The lawsuit claims WISH made false statements about Daly on Aug. 22 and Aug. 23 in online and broadcast stories related to racially charged comments former Indianapolis Colts announcer Bob Lamey allegedly made off the air.

And after Daly’s attorney notified WISH’s general manager and news director of the inaccuracies of the story, the lawsuit states, the station “failed and refused to publish a full and fair retraction of the false statements.”

In addition to punitive damages, Daly, 65, told IBJ he is seeking a correction and a public apology from WISH and Nexstar officials. WISH fired Daly, then its motorsports analyst, in the wake of the Lamey incident.

“They slandered my reputation and humiliated me and my family with false information,” Daly said.

WISH, in its news story, reported that more than three decades ago, when Daley was an open-wheel race car driver, he used a racial slur in an interview with radio personality Lamey.

Daly told IBJ this week that he has never been interviewed by Lamey and was not the source of the racial slur to which Lamey referred.

Lamey “mixed up where he thought he heard it from,” Daly said. “He mistakenly attributed the story to me, and WISH was informed by me four hours before their broadcast that Lamey’s story was not mine.”

In its story last August, WISH claimed Daly confirmed he was the source of Lamey’s story. Daly said that’s false.

“How could I confirm an interview that never happened?” Daly said. “I was never even asked by WISH if I was the source of Lamey’s story.”

A WISH spokesman told IBJ the station does not comment on personnel matters. When asked in an email whether WISH stands behind its story, the spokesman did not respond.

A Nexstar spokeswoman has not replied to IBJ's request for comment.

Daly’s lawyer, longtime Hamilton County attorney Tim Stoesz, said the three-page lawsuit could be amended to add more defendants, but he did not elaborate.

When asked about the amount requested in the lawsuit, Daly responded: “My attorney took into account the colossal damage done to me and my family.”

Daly told IBJ he has had about 30 speaking engagements annually — which accounts for the majority of his income. Since August, he said he’s had one speaking engagement and numerous cancellations.

“Derek has already lost income as a result of this false story,” Stoesz said.

In addition, Lilly Diabetes pulled its sponsorship of a car driven by Daly's son, Conor Daly, before a NASCAR Xfinity race last year, citing the elder Daly's alleged comments.
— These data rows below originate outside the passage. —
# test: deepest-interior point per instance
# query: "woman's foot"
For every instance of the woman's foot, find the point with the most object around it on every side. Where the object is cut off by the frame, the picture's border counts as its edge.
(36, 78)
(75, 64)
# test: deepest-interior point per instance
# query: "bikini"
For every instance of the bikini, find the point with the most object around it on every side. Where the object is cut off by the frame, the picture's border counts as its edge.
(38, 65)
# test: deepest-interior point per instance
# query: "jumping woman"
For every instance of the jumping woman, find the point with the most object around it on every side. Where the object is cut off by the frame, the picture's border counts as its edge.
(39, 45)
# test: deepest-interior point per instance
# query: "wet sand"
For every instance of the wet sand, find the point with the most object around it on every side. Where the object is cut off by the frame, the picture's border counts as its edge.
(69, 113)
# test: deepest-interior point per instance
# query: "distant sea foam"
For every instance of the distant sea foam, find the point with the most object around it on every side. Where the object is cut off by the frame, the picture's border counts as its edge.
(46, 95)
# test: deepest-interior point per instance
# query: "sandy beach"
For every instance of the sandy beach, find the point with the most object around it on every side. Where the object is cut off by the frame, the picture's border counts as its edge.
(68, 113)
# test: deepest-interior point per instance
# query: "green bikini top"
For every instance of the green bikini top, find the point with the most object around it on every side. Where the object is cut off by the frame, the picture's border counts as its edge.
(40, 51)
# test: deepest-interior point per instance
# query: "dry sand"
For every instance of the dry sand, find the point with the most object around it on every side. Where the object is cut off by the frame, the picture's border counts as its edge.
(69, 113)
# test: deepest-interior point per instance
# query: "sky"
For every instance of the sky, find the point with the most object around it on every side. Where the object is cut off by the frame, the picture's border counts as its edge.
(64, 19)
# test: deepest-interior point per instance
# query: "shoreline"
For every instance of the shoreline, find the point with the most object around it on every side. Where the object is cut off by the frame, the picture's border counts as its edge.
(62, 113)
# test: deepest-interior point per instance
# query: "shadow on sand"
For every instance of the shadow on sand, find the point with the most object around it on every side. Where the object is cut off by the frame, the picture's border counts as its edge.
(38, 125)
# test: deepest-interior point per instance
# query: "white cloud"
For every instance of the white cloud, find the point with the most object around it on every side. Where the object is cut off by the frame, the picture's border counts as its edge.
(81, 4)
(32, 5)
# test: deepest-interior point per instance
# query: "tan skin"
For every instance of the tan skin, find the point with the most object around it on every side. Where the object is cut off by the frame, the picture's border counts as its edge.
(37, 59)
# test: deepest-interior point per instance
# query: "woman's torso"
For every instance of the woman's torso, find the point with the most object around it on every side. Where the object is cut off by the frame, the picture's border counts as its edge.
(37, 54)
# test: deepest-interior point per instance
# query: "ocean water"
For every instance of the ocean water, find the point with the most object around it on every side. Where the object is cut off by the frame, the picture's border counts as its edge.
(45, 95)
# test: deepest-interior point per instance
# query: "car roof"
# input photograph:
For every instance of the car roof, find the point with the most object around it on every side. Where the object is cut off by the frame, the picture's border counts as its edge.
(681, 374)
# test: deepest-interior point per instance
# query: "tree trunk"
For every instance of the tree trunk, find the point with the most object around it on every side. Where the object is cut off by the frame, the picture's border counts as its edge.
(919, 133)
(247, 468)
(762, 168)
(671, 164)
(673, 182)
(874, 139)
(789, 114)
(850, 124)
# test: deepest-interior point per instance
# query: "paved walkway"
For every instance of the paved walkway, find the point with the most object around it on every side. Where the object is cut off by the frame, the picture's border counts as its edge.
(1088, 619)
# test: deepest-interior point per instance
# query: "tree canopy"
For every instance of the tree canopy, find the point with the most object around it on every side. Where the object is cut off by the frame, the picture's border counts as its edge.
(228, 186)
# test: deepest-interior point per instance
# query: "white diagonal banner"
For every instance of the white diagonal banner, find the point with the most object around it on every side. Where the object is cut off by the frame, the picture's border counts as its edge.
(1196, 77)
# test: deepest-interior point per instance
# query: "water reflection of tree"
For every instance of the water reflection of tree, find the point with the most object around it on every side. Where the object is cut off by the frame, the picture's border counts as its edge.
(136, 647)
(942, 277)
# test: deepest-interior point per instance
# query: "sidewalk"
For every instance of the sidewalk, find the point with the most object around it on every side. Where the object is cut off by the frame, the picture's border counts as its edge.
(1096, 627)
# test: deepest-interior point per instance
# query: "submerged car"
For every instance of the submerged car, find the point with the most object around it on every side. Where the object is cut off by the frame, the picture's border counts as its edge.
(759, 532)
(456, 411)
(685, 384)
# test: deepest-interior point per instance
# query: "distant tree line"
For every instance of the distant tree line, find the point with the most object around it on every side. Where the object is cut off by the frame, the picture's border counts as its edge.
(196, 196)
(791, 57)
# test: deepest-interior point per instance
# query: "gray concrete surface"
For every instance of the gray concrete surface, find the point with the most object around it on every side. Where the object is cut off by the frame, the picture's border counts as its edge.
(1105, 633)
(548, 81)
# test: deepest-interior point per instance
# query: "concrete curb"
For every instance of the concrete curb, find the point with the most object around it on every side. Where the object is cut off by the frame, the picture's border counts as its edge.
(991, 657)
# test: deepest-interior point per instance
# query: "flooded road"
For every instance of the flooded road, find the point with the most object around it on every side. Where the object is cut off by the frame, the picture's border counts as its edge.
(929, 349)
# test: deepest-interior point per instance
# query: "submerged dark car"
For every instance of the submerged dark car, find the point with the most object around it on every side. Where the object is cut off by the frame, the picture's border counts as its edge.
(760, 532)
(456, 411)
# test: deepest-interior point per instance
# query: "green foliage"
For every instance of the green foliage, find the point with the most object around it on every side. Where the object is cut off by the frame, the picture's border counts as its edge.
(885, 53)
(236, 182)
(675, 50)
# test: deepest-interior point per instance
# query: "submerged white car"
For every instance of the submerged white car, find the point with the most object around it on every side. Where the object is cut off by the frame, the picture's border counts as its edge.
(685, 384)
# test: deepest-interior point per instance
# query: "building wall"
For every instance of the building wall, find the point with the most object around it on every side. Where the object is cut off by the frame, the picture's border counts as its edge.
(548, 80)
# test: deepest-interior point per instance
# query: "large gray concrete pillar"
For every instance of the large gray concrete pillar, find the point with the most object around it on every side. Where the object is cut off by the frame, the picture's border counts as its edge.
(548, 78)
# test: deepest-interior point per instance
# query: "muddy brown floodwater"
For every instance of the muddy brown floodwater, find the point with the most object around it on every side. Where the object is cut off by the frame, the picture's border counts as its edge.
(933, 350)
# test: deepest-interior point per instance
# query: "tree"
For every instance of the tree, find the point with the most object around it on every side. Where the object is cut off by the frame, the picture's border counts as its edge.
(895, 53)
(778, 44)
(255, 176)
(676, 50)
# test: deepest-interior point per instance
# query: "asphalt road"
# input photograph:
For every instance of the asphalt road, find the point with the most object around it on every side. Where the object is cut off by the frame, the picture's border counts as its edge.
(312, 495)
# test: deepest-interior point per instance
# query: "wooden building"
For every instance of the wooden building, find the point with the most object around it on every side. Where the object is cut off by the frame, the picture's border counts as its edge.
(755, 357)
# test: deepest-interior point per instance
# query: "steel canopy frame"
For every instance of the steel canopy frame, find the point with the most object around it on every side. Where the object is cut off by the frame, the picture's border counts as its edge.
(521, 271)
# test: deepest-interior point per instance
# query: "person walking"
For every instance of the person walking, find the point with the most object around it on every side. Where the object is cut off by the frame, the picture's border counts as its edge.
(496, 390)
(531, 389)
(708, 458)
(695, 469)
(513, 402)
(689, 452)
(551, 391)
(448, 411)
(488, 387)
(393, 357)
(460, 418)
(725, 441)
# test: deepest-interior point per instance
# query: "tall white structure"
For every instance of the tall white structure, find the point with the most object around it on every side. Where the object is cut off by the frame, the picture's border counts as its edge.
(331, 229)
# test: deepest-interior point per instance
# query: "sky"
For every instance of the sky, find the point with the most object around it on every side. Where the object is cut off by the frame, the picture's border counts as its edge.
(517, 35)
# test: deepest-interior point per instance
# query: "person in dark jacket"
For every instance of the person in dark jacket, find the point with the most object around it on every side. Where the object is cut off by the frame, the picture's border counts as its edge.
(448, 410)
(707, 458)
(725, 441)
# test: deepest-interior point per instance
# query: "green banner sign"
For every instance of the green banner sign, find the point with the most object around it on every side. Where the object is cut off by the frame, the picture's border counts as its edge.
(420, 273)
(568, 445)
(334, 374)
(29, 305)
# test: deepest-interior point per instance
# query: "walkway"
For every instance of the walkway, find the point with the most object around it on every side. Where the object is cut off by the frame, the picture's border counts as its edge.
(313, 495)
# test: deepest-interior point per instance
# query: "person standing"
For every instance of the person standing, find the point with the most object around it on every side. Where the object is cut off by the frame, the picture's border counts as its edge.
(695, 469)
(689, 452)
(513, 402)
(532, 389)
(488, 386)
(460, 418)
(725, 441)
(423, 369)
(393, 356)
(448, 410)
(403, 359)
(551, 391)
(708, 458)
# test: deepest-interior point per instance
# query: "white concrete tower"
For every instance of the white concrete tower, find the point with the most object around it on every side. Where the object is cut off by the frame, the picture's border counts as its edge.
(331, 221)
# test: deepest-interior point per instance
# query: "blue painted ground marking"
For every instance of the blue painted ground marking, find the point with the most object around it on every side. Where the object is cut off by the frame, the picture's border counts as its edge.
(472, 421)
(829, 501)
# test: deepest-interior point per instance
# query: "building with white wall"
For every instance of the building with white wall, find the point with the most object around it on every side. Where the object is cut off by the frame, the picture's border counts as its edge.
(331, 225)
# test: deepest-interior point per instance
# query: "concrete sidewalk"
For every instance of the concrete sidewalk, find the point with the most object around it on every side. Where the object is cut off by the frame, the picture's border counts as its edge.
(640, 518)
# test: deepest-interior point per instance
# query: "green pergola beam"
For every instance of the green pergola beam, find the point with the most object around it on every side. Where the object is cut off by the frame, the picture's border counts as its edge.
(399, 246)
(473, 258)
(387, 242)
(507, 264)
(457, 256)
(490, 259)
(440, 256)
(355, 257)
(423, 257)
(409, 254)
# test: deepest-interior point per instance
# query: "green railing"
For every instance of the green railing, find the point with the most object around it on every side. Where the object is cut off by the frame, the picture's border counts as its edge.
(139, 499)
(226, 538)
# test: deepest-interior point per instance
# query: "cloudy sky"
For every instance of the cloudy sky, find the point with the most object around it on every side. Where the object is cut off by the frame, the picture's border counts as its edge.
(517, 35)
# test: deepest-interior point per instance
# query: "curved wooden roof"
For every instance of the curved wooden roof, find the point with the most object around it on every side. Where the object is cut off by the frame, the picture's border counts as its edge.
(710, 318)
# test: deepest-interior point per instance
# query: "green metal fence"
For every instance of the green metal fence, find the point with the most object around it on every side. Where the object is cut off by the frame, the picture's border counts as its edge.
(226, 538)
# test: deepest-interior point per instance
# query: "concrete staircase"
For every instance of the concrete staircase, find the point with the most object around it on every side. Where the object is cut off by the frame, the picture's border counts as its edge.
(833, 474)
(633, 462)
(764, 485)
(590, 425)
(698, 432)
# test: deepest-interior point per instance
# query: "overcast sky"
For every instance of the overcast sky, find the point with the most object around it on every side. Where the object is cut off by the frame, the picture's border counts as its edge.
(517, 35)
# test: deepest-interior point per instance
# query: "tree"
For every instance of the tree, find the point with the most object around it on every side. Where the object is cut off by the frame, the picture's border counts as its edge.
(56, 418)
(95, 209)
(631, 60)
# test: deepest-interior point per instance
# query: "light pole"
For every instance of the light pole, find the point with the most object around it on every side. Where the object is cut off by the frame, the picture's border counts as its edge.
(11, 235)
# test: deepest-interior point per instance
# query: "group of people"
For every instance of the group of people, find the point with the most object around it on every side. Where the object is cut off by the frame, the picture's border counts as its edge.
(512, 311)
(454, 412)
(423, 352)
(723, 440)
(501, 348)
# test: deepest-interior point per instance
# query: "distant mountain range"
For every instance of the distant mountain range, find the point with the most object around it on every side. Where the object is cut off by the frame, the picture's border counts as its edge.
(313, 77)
“We are seeking $25 million in punitive damages, and I’m not sure that is enough to compensate Derek and deter WISH, Nexstar and other media outlets from making the same grave mistakes that have been made by the media repeatedly,” Stoesz added.

For a story published by IBJ on Aug. 23, Daly admitted he had used the N word in an interview in the early 1980s — shortly after coming to the U.S. from Ireland.

“In the early 80’s, after I had recently relocated to the United States, I was interviewed by radio reporter Larry Henry and I was asked about my situation with my new American team,” Daly said in an email to IBJ last August.

“I responded by explaining that I was a foreign driver now in America, driving for an American team, with an American crew, and with an American sponsor — and that if things did not go well, the only ‘n***** in the wood pile’ would be me.”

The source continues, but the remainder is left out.